Las razones son muchas, pero quizá el asunto que más importancia reviste es nuestro terror ante cualquier cosa que represente un riesgo ante lo desconocido, un miedo que existe en todas las culturas, pero que aquí se ha enraizado en una cultura política fanática del autoritarismo.
Este problema ha permeado incluso en nuestra forma de ver la economía. Tan sólo pienso en el debate del petróleo en este momento, pero más allá, en la frágil victoria de la democracia después del año 2000 y del enorme peso que ha adquirido Andrés Manuel López Obrador como líder de la izquierda, pero también como un ícono de defensa ante los males derivados de nuestro largo y penoso tránsito a la democracia, amén del frívolo y por poco desastrozo gobierno de Vicente Fox.

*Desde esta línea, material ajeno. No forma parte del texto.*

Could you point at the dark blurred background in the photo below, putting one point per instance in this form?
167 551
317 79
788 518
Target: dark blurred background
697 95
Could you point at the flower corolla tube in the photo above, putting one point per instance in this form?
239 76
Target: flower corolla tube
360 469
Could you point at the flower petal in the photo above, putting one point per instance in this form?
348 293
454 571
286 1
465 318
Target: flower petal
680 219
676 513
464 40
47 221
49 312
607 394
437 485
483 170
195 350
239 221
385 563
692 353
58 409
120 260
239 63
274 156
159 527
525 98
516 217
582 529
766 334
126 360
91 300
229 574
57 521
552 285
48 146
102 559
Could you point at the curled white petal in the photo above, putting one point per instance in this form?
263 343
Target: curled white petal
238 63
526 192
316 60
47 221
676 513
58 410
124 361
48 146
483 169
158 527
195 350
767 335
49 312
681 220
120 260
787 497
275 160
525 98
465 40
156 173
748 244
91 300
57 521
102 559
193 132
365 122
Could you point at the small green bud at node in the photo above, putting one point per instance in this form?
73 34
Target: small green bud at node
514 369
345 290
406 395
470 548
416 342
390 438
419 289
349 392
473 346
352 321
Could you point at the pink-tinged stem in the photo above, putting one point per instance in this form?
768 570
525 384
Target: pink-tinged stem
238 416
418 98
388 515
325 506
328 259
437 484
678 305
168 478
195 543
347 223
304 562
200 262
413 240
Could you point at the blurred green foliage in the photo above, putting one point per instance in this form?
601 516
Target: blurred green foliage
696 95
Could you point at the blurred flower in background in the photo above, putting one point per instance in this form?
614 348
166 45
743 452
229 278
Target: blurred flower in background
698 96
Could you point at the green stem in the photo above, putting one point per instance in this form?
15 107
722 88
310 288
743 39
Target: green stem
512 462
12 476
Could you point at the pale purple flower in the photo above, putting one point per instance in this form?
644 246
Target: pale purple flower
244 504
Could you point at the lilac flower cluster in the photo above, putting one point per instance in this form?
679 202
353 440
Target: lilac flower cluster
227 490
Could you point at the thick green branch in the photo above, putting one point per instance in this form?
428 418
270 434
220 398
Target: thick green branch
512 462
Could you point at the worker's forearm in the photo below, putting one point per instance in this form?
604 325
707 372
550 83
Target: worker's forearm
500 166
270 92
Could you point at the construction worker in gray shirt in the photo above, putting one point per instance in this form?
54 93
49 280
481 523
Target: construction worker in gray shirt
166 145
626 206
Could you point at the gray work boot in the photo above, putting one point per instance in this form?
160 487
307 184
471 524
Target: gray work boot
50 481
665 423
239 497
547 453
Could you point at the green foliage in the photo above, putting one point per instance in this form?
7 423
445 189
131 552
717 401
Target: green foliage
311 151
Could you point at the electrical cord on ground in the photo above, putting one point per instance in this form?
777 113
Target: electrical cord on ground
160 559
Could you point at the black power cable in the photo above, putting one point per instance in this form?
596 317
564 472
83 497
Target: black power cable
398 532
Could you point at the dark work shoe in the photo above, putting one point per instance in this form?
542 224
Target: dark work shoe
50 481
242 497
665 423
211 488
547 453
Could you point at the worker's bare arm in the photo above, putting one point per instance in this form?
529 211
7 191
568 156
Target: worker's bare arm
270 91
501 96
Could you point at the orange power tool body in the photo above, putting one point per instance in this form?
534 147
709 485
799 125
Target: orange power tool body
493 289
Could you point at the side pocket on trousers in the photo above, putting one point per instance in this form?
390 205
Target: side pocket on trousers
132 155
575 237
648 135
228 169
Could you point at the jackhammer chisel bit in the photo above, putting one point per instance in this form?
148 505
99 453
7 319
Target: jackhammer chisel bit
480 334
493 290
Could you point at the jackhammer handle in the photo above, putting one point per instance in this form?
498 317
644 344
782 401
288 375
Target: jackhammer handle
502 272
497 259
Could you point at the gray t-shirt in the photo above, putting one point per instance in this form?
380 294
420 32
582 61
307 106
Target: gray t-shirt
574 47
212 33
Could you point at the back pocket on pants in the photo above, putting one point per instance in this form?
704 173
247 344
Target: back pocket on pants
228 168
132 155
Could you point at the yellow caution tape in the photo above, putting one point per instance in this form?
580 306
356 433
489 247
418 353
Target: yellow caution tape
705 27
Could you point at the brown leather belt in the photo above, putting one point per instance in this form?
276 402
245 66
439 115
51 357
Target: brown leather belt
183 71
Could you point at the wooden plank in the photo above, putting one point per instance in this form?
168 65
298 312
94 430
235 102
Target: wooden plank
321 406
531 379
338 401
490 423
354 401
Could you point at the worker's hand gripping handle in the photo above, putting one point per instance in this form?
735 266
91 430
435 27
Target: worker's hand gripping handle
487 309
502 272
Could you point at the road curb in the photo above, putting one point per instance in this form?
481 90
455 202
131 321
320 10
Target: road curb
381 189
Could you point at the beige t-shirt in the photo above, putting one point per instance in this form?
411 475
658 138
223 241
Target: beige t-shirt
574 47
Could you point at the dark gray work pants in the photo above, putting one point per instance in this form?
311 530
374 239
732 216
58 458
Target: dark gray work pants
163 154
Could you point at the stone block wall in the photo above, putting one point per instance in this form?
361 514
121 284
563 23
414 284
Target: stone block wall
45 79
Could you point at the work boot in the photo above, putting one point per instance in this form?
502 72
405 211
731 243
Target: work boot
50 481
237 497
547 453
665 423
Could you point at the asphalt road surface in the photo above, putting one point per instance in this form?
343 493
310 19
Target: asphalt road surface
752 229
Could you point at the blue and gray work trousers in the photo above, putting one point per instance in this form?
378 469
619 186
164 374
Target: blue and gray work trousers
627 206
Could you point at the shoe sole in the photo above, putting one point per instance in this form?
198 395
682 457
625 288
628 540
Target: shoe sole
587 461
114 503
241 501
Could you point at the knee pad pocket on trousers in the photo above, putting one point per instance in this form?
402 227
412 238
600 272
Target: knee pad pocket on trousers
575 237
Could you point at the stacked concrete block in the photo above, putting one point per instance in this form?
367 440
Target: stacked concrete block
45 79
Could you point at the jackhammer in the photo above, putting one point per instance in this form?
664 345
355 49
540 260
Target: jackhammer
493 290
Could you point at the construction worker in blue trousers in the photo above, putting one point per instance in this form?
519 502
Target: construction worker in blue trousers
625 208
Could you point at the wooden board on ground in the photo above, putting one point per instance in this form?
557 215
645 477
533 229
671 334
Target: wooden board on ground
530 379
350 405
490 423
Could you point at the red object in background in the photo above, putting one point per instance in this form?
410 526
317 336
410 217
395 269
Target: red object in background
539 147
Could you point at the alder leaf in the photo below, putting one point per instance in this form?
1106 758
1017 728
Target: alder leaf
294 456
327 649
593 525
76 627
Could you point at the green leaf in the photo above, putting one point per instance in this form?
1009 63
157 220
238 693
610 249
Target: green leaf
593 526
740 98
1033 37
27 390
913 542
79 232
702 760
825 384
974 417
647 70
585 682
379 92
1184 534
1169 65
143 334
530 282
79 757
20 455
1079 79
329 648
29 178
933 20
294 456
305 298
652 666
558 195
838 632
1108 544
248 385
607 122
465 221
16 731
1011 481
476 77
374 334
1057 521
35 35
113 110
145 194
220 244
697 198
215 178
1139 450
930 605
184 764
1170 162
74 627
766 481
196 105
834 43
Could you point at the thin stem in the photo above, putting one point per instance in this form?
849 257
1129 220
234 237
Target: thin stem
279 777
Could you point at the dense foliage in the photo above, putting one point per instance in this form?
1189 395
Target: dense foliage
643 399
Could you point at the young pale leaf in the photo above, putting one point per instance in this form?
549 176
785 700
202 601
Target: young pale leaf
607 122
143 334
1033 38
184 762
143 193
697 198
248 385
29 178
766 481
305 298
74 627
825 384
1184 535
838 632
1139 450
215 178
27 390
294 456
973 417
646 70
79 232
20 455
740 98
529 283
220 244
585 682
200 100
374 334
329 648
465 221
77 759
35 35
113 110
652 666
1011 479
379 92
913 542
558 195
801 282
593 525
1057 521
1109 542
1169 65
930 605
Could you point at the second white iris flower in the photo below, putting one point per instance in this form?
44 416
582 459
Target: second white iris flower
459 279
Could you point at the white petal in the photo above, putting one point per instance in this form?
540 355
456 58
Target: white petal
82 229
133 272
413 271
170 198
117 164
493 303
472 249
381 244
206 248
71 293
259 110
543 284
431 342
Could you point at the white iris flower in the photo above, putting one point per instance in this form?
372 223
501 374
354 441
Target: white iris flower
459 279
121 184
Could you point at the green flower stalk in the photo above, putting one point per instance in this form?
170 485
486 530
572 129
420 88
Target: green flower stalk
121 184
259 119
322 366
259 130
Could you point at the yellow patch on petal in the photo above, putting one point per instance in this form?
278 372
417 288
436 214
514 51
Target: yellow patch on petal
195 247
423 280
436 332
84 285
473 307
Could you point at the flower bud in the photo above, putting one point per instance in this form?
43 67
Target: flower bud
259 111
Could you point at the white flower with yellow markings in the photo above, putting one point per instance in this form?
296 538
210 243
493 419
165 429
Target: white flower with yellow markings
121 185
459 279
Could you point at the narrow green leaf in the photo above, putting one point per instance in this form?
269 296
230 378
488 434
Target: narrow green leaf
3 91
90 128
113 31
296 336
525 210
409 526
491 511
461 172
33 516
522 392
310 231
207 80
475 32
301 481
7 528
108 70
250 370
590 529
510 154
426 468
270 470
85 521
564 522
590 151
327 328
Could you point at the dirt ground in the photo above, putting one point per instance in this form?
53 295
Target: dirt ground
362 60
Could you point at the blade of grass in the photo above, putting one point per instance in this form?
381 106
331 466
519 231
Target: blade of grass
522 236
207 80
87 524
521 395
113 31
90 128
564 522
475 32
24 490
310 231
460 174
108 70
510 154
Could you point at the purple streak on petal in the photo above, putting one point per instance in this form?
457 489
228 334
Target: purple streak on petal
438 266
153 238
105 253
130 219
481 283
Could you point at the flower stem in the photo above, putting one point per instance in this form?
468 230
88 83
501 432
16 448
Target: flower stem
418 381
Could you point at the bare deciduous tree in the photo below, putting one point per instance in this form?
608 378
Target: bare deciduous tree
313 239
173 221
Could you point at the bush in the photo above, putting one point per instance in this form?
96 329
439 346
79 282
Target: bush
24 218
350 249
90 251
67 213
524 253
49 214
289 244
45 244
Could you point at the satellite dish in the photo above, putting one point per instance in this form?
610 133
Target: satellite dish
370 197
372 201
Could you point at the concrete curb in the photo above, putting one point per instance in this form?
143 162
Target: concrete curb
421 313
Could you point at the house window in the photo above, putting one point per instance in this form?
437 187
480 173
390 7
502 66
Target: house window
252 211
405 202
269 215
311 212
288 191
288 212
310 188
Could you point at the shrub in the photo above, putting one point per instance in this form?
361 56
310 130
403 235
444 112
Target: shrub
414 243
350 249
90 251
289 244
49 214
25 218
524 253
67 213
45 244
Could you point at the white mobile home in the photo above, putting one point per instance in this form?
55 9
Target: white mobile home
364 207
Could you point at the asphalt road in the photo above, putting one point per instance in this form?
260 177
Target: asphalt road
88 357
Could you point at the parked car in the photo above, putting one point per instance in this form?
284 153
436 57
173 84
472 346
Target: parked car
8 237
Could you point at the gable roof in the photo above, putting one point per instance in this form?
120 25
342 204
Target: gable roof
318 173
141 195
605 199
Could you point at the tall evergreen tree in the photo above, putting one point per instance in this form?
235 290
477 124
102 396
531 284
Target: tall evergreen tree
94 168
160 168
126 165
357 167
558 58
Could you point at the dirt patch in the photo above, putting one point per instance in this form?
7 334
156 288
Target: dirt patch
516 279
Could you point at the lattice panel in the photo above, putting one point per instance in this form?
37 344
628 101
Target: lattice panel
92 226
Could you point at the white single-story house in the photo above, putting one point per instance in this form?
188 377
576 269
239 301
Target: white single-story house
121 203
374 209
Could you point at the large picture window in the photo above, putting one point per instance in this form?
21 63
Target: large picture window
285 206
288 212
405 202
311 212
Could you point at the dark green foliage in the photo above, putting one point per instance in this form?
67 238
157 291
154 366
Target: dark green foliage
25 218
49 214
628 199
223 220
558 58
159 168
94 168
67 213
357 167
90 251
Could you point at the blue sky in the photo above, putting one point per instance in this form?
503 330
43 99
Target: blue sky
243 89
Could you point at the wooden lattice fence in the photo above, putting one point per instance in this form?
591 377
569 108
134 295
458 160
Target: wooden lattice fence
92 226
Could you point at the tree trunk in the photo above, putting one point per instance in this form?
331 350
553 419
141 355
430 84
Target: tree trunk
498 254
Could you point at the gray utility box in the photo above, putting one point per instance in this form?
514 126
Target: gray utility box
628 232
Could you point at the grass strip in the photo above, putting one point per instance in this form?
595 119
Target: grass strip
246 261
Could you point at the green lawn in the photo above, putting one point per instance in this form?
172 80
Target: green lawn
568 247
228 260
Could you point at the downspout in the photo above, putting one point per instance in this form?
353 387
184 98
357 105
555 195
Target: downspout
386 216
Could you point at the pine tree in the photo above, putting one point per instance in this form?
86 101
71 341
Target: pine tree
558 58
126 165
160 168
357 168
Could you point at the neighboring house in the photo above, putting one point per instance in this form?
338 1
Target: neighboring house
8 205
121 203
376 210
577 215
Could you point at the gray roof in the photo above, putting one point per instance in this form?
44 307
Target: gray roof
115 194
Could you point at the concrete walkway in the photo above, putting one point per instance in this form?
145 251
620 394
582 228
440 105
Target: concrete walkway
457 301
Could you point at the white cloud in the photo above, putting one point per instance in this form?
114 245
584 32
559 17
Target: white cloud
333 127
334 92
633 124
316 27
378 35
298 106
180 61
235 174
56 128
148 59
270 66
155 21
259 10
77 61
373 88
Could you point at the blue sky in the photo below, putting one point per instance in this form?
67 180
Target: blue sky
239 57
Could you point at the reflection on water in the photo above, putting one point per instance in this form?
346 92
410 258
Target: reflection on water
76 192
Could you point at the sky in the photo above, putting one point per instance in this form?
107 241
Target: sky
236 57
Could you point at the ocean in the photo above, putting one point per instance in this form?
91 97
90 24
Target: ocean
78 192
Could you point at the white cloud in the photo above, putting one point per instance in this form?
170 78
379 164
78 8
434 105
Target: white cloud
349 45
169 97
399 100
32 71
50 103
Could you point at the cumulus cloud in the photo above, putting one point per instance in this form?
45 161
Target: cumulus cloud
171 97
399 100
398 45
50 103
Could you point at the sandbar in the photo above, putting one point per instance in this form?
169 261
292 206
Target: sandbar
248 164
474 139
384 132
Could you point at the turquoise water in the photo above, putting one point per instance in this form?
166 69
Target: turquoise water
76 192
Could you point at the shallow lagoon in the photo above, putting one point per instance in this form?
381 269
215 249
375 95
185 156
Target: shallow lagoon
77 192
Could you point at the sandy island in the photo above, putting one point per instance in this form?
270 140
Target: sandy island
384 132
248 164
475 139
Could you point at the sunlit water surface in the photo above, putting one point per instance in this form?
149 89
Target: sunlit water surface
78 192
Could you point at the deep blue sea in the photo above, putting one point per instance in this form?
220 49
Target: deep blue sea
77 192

Nuestras pulsiones hacia la seguridad del pasado (aún un pasado poco claro y en buenos tramos falseado) y la mala administración de nuestra modernización han creado una batalla permanente entre una postura conservadora (que insólitamente para el mundo, está lidereada por la izquierda) y una postura más abierta al mundo y al futuro (curiosamente por el mundo, lidereada por un partido de derecha).
El problema a largo plazo es que este debate reedita una vez más una disputa que al menos se pensó enterrada tras la victoria de los liberales en la Guerra de Reforma en el siglo XIX. Afortunadamente el país ya no vive el riesgo de escindirse o desbaratarse, pero ciertamente ese debate mantiene y mantendrá por mucho tiempo vivo la inestabilidad y el encono y la lucha estéril, que han llenado los titulares a partir de la segunda mitad del gobierno de Vicente Fox y amenazan con contaminar el resto del sexenio y quizá abrir paso a una severa crisis política (que no necesariamente social) en el 2010.